Using Machine Learning Models to Detect the Increasing Threats of Financial Fraud in the Cyberspace


Authors : Atta Yaw Agyeman; Samuel Gbli Tetteh

Volume/Issue : Volume 9 - 2024, Issue 7 - July

Google Scholar : https://tinyurl.com/4swnb2y3

Scribd : https://tinyurl.com/57dyv4x7

DOI : https://doi.org/10.38124/ijisrt/IJISRT24JUL959

Abstract : In the dynamic landscape of the financial sector, the escalating menace of financial fraud presents pervasive implications for businesses and consumers alike. Particularly, detecting credit card fraud in real- time transactions has become a pivotal concern within the financial industry. This abstract delves into the critical role of data mining in addressing the complexities of credit card fraud detection, shedding light on the multifaceted challenges that confront this domain. The realm of financial business is increasingly besieged by the spectre of financial fraud, necessitating robust measures to combat its detrimental effects.
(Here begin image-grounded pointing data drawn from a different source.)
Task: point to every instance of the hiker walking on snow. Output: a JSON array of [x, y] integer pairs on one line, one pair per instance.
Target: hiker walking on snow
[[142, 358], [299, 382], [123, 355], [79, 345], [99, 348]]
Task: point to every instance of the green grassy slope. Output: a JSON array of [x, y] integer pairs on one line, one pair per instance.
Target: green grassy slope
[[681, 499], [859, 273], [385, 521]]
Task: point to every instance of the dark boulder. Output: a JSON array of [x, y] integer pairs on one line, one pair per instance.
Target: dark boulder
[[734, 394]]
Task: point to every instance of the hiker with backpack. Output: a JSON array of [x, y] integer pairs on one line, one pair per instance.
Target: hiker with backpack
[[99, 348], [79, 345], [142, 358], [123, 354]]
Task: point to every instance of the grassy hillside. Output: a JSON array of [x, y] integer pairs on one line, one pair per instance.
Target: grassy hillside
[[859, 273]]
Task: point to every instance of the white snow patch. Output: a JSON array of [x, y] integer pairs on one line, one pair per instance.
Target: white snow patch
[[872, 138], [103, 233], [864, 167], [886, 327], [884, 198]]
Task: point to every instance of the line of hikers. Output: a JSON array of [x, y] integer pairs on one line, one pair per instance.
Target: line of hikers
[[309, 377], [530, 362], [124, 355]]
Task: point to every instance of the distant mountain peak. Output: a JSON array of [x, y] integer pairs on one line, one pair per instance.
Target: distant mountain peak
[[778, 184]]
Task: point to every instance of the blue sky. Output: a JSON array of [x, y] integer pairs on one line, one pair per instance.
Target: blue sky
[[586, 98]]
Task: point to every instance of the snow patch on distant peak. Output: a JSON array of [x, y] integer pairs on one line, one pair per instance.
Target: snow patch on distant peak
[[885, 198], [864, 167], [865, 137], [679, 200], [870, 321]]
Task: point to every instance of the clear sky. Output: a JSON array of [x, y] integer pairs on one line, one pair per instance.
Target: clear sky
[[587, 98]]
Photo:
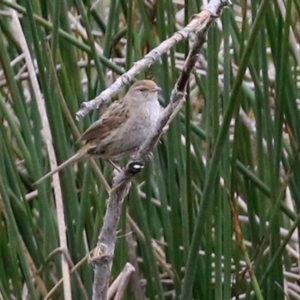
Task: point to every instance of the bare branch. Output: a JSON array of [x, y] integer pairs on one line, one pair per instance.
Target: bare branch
[[196, 25], [103, 254]]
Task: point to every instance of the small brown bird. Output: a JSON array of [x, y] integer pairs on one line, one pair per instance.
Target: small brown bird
[[123, 128]]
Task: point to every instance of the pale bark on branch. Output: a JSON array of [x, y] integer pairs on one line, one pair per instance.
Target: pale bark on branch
[[104, 252]]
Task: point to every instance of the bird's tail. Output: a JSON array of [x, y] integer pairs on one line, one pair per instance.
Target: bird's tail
[[77, 156]]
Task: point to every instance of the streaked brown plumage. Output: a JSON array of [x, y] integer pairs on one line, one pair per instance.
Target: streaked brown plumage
[[123, 128]]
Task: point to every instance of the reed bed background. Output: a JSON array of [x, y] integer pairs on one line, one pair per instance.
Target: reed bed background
[[215, 213]]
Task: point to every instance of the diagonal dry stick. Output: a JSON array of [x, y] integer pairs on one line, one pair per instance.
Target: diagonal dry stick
[[196, 25], [102, 255]]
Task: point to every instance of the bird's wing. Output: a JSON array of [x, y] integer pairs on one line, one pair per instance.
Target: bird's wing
[[113, 118]]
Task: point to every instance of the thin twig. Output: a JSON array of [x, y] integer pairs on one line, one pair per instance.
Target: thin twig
[[103, 254], [196, 25]]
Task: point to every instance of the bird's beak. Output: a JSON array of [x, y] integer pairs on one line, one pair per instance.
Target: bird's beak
[[157, 89]]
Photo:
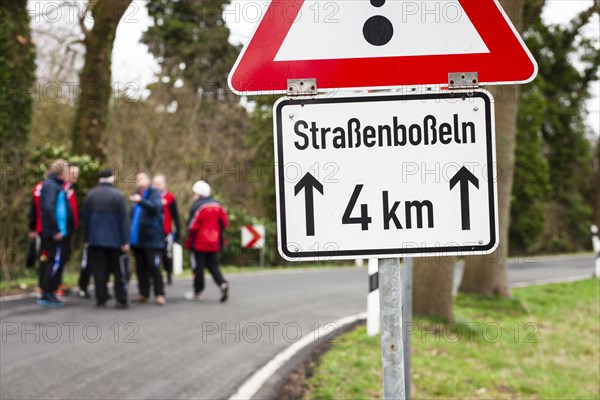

As the sophistication and prevalence of fraudulent activities continue to evolve, the imperative of deploying effective strategies for fraud detection becomes more pronounced. Applying data mining techniques in this context is paramount in identifying and mitigating credit card fraud. Leveraging advanced data mining methodologies is essential for scrutinising live transactions and discerning anomalous patterns indicative of fraudulent behaviour. Credit card fraud detection poses formidable challenges, primarily attributable to two compelling factors. Firstly, the inherent dynamism of normal and fraudulent behavioural profiles engenders a perpetual need for adaptive and responsive detection mechanisms. Secondly, the highly imbalanced nature of credit card fraud data sets further complicates accurately identifying fraudulent activities, necessitating nuanced approaches to discern anomalies amidst voluminous transactional data effectively. In light of the foregoing, this abstract underscore the criticality of data mining in addressing the intricate landscape of credit card fraud detection, emphasising the need for agile and sophisticated methodologies to navigate the evolving nature of fraudulent behaviours and the skewed distribution of fraud-related data sets. By comprehensively elucidating these challenges, this abstract provides a foundational understanding of the nuanced complexities inherent in combatting financial fraud through the lens of data mining.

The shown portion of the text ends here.